Is anyone else sick of hearing government officials plaintively utter the expression "too big to fail," particularly while metaphorically writing a very large checks? It seems to me that if it falls to the government to make sure conglomerates too large to fail don't, then TBTF ought to be a yardstick for measuring a merger when the Feds conduct an antitrust review. Lord knows how you'd write such a standard, though; maybe you wouldn't recognize that a firm was TBTF until it was too late.
Except for the case of Bank of America and Merrill Lynch. Surprisingly, it doesn't seem to come up much in discussion about recent events that if Bank of America isn't already TBTF, it certainly will be when it gobbles up the giant brokerage.
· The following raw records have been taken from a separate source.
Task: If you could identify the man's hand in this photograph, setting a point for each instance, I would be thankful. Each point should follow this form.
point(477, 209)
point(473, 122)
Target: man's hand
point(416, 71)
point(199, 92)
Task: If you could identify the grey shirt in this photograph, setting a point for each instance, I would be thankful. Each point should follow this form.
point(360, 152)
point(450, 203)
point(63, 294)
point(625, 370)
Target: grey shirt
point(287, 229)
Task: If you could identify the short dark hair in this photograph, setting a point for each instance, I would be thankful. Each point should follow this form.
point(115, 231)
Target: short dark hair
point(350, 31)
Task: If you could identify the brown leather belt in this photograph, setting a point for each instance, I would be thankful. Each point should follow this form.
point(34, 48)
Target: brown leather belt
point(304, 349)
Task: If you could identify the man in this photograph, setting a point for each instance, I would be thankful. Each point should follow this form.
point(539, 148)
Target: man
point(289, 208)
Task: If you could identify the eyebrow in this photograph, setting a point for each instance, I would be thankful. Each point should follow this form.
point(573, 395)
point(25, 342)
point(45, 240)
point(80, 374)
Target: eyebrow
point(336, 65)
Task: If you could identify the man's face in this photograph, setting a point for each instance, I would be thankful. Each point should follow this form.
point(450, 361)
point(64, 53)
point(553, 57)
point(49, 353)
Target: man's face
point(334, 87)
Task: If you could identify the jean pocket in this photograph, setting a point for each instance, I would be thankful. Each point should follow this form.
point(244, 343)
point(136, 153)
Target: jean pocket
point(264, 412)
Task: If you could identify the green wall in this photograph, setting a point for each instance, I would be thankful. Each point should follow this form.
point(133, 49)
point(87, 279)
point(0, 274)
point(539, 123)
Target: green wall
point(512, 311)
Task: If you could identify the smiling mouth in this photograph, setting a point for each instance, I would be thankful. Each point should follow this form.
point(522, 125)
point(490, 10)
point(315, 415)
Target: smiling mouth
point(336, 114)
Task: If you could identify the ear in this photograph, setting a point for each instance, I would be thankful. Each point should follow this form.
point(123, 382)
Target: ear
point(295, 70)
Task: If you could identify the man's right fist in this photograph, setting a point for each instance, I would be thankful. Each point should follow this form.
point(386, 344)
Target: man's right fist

The notion did arise a couple nights ago on Charlie Rose, when analyst joshua Rosner of Graham Fisher & Company complained that with this deal,
We have now baked into the pie that this is going to be a severe, long problem, in the Japanese style of problem. Why? Because as opposed to actually forcing an institution to purge itself of its bad assets and become healthy, what we actually allowed to happen yesterday was the aggregation of bad assets in a bad institution into a troubled but less bad institution that also had bad assets.
Others have described Bank of America's move as a gamble. What I want to know is, who has staked them when they anted up at the table?